Interestingly, Twitter's in-house system did that too, but they now seem to thin...

airfreak · on Nov 29, 2018

It all depends. For example with Apache Pulsar, tailing readers are served from an in-memory cache in the serving layer (the Pulsar brokers) and only catch-up readers end up having to be served from the storage layer (Apache BookKeeper). This is a little different from DistributedLog which always required going to BookKeeper for reads.

Apache BookKeeper can add additional latency to catch-up readers, on top of the extra hop, because the data of multiple topics are combined into each ledger. This means that we lose some performance from sequential reads. This is mitigated in BookKeeper by writing to disk in batches and sorting a ledger by topic so messages of the same topic are found together, but it still involves more jumping around on disk.
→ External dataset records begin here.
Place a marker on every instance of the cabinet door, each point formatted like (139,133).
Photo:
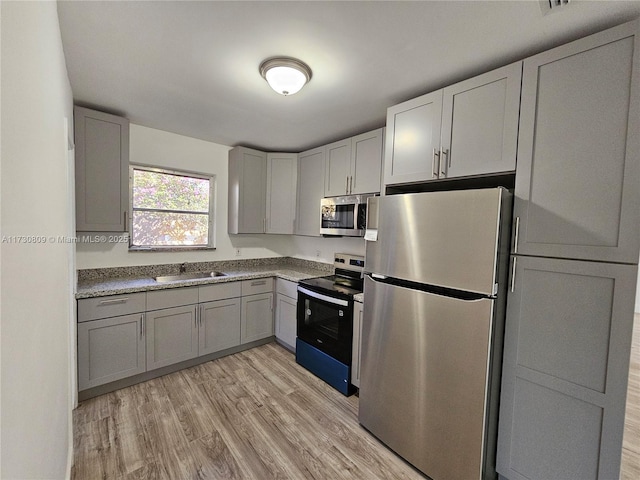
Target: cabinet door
(172,336)
(356,354)
(110,349)
(480,124)
(413,137)
(219,325)
(310,192)
(565,366)
(247,190)
(366,162)
(576,192)
(102,171)
(286,308)
(282,177)
(337,168)
(257,317)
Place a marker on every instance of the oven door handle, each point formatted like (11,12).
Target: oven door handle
(324,298)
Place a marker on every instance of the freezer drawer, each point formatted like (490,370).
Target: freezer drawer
(424,387)
(453,239)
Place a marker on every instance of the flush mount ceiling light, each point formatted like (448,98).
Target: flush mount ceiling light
(285,75)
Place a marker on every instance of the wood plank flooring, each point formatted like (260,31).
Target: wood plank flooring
(252,415)
(631,442)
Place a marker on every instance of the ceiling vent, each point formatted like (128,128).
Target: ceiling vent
(548,6)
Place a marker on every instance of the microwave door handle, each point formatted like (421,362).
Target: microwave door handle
(324,298)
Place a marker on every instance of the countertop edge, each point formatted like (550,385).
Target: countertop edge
(117,286)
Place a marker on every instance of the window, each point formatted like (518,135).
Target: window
(171,209)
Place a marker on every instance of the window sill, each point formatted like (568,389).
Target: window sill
(169,249)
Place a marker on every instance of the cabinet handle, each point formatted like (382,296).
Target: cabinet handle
(446,160)
(435,167)
(115,301)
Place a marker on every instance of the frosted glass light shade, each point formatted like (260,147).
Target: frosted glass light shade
(285,75)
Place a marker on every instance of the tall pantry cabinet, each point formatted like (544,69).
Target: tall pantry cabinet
(574,261)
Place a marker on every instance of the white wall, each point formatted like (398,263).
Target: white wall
(169,150)
(35,284)
(637,309)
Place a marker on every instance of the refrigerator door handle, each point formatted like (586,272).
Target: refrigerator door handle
(435,170)
(516,229)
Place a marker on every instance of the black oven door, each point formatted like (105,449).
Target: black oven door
(326,322)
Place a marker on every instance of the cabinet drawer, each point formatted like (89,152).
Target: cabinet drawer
(259,285)
(111,306)
(210,293)
(286,287)
(173,297)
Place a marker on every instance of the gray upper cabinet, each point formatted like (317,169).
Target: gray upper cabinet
(247,191)
(337,168)
(566,362)
(282,178)
(466,129)
(310,191)
(354,165)
(413,140)
(102,171)
(480,124)
(366,162)
(578,150)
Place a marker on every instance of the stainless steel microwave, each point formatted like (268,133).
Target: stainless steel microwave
(345,216)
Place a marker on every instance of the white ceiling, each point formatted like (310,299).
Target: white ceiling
(192,67)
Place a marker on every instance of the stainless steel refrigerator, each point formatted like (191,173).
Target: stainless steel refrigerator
(434,298)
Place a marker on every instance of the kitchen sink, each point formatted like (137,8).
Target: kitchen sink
(188,276)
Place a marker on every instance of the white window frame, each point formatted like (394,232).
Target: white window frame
(181,173)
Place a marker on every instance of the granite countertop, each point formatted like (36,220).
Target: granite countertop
(114,281)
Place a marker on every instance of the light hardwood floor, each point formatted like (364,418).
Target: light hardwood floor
(631,443)
(254,415)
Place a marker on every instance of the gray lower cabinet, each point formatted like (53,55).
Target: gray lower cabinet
(286,312)
(172,336)
(110,349)
(356,353)
(168,327)
(257,317)
(566,359)
(578,170)
(219,325)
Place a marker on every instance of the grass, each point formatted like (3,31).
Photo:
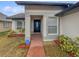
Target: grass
(9,47)
(53,51)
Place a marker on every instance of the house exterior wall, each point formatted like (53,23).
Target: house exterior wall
(2,28)
(45,11)
(14,24)
(69,24)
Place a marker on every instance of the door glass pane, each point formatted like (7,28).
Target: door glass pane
(19,24)
(52,25)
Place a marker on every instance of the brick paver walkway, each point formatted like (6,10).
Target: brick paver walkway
(36,48)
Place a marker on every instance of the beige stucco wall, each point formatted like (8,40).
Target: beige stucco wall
(45,11)
(5,29)
(69,24)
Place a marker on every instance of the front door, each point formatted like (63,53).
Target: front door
(37,25)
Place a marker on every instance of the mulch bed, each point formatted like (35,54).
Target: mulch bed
(53,50)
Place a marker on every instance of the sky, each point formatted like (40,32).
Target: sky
(10,8)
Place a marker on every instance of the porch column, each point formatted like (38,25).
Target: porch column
(44,27)
(27,27)
(14,25)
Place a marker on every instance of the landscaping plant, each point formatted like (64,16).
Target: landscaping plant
(66,44)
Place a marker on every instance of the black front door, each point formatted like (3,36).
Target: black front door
(37,25)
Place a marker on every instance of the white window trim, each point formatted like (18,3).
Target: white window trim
(57,27)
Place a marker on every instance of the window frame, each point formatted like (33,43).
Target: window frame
(19,27)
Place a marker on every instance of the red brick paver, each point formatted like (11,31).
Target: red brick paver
(36,48)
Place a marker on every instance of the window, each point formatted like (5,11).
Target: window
(19,24)
(52,25)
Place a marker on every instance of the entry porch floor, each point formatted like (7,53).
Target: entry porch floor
(38,48)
Also, BookKeeper allows the nice separation of disk IO. The read and write path are separate and can be served by different disks so you can scale your reads and writes separately to a certain extent.

For all those reasons, I would have loved to have seen Twitter look at Apache Pulsar and compare performance profiles with Apache Kafka.

anhldbk · on Nov 30, 2018

Streamlio published their OpenMessaging benchmarks between Apache Kafka & Apache Pulsar here: https://streaml.io/pdf/Gigaom-Benchmarking-Streaming-Platfor...